Her cheek twitched at the name, but her smile didn't break. “Aramore, huh? That is a broad subject, Mason—”

“How do you know my name?”

She lifted one eyebrow—
Really?

“Right,” he said. “One of two humans in the school. What's your name?”

“I'm Calora. Would you say we're well met?”

“Uh, yes—”

“Now, several texts cover this history of the Uniter and the Divider. Some written by Bloods, some Stones, so you can imagine there may be a slight disparity in accounts.”

“What do you recommend?”

Her eyes lit up. “
The United,
by Sephaman. He remained neutral through everything. But what
specifically
are you looking for?”

Mason licked his lips. “Information on his gloves. Where they came from, what they can do, that kind of thing.”

“That kind of thing…” She quirked one side of her mouth. “You know what? I have just the
thing
.” She came out from behind the counter, moving as if she were walking on air, then stepped onto the nearest hover platform. It dipped slightly under her weight. “Be right back.” The platform rose up and away, cutting between stacks, disappearing from view. Mason stayed where he was, until Calora returned with a huge black book bound in leather. Gold and silver rivets adorned the front and back. She had to carry it with both hands. She placed it in Mason's arms, and he almost dropped it. She and Mason were of the same height.

“There you are,” she said. “There is a table in the back you can read at, if you like.” She went back behind the counter and bowed low over a sheaf of papers.

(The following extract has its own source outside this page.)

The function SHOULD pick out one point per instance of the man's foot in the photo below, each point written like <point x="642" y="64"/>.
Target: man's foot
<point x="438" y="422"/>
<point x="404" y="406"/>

Mason went to the table and set the book down. He opened it and began to read. Two hours later, Mason knew what he needed to do.

Mason found Calora exactly how he'd left her. She tapped the counter without looking away from her papers.

“Can I ask you something?” he blurted.

She continued reading for another moment, then two, before looking up at him from behind her silvery eyelashes. “Hmm?”

“Are you a Stone, or…?” Her purple tunic said yes, but she had been nice to him.

“Does it matter?” she asked softly.

He thought about it. “I guess not.”

“Well, there you go. Take care, Mason Stark. Come see me again.” Her eyes fell back to her papers.

*   *   *

Mason got Po alone outside the refectory the next day. “Po, hold up,” he said.

Po stopped and let a group of students slip past. The refectory was quieter than last time, a kind of thickness in the air that dampened the click of utensils and the clatter of plates. Everyone was still thinking about Jiric.
And only I know where he is,
Mason thought.

“I'm going after the gloves of Aramore,” Mason said to Po. He waited for Po's reaction. Mason expected him to laugh, but instead Po smiled widely.

“My friend, join the club. That's
all
I've been doing for the last year, is looking for clues. I already invited you, if you remember.”